Electra Magazine 10 | Fundação EDP

Electra Magazine 10

Editor
Fundação EDP
Year
2020
Work, and the future of work, are the topics covered in the dossier of the tenth issue of Electra magazine. This dossier approaches the subject through very diverse perspectives, and includes contributions by André Barata, Yann Moulier-Boutang, António Guerreiro, Helen Hester, José Nuno Matos, Jason Read and Nick Srnicek.

This edition’s “In the First Person” includes the publication of two interviews: one with Carlo Ginzburg, in which the renowned Italian historian recalls his intellectual trajectory and what made him one of the most important names in contemporary historiography, and one with Philippe Sands, one of the seminal figures in international law, who speaks to us about the contemporary world, its afflictions and threats, the legal actions against climate change and the changes brought about by the covid-19 pandemic.

Electra 10’s “Portfolio”, under the title Unseen Teen, is made up of pictures of the “invisible” youth in the USA by Alec Soth, one of the greatest North American photographers of our time. The photographer and his work are introduced by critic and curator Sérgio Mah.

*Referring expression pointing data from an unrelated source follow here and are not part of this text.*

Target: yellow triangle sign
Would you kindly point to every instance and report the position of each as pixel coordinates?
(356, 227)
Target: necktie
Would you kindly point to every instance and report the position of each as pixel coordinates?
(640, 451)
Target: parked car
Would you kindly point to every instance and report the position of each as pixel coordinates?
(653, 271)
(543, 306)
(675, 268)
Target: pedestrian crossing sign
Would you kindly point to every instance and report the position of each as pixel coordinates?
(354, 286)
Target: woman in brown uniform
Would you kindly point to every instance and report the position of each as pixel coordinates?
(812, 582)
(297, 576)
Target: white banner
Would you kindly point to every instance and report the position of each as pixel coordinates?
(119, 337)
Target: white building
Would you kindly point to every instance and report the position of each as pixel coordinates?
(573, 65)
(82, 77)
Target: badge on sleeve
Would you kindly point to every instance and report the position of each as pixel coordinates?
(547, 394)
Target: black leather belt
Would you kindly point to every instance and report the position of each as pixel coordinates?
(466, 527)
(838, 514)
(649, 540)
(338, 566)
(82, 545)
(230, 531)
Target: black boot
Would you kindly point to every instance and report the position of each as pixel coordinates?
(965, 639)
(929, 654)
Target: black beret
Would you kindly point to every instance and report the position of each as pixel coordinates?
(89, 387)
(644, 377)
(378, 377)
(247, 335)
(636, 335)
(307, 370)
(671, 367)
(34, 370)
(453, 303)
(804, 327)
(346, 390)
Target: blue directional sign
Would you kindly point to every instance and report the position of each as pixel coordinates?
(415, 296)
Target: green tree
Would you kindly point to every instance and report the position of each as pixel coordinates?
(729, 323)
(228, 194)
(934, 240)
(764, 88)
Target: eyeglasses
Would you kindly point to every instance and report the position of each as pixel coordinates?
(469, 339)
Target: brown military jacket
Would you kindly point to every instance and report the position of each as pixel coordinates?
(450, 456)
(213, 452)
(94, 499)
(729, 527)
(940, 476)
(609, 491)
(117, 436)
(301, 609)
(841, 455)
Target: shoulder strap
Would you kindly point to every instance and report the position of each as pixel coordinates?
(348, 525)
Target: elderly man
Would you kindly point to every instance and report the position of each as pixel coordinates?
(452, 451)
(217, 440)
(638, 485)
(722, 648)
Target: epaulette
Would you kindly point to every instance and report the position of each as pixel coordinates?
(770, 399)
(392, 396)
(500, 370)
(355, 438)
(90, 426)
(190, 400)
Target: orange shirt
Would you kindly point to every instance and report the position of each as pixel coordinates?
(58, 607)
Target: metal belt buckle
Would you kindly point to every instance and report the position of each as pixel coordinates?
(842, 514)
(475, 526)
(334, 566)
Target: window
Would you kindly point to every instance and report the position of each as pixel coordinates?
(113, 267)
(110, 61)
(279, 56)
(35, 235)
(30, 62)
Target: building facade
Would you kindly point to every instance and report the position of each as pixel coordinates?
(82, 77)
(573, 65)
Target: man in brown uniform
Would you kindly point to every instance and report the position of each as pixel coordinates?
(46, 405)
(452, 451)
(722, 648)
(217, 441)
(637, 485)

In this tenth issue of Electra, psychoanalysis historian, researcher and former Freud Museum director Michael Molnar outlines a profile of Edward L. Bernays, known as the “father of public relations”, of the manipulation of the masses and the inventor of marketing and modern propaganda; neuroscientist Sebastian Dieguez discusses an excerpt from the novel The Plague, by Albert Camus; philosopher and professor Viriato Soromenho Marques approaches the concept of “sustainability”; sociologist Alessandro Dal Lago, an Italian from the North of Italy who moved to Palermo, paints a portrait of this baroque city, where nonetheless many historical eras overlap; Yves Michaud, philosopher and art critic, and Salvatore Settis, art historian and archaeologist, discuss the question of restitution of art works to their places of origin.

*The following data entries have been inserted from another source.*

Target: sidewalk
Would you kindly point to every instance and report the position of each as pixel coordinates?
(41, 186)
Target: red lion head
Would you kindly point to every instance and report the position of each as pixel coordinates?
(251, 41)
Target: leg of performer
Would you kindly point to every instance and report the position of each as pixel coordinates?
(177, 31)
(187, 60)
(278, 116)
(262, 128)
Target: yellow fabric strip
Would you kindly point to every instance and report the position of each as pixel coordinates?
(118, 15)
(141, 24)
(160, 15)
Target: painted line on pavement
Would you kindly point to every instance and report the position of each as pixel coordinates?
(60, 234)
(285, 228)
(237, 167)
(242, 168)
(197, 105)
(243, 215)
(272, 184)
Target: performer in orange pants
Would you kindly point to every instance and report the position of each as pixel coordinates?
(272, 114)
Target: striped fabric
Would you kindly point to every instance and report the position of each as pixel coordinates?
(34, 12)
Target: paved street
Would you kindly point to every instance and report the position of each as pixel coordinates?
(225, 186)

Under the section “Register”, art historian Nicola Hille interprets the gesture made by former chancellor of the Federal Republic of Germany Willy Brandt, when he visited the Warsaw ghetto and kneeled and laid a wreath in memory of the Jews murdered during World War II. The Book of Hours, by Serbian theatre director Jelena Bogovac, is a diary, written from Belgrade, at a time when the pandemic has taken over everything.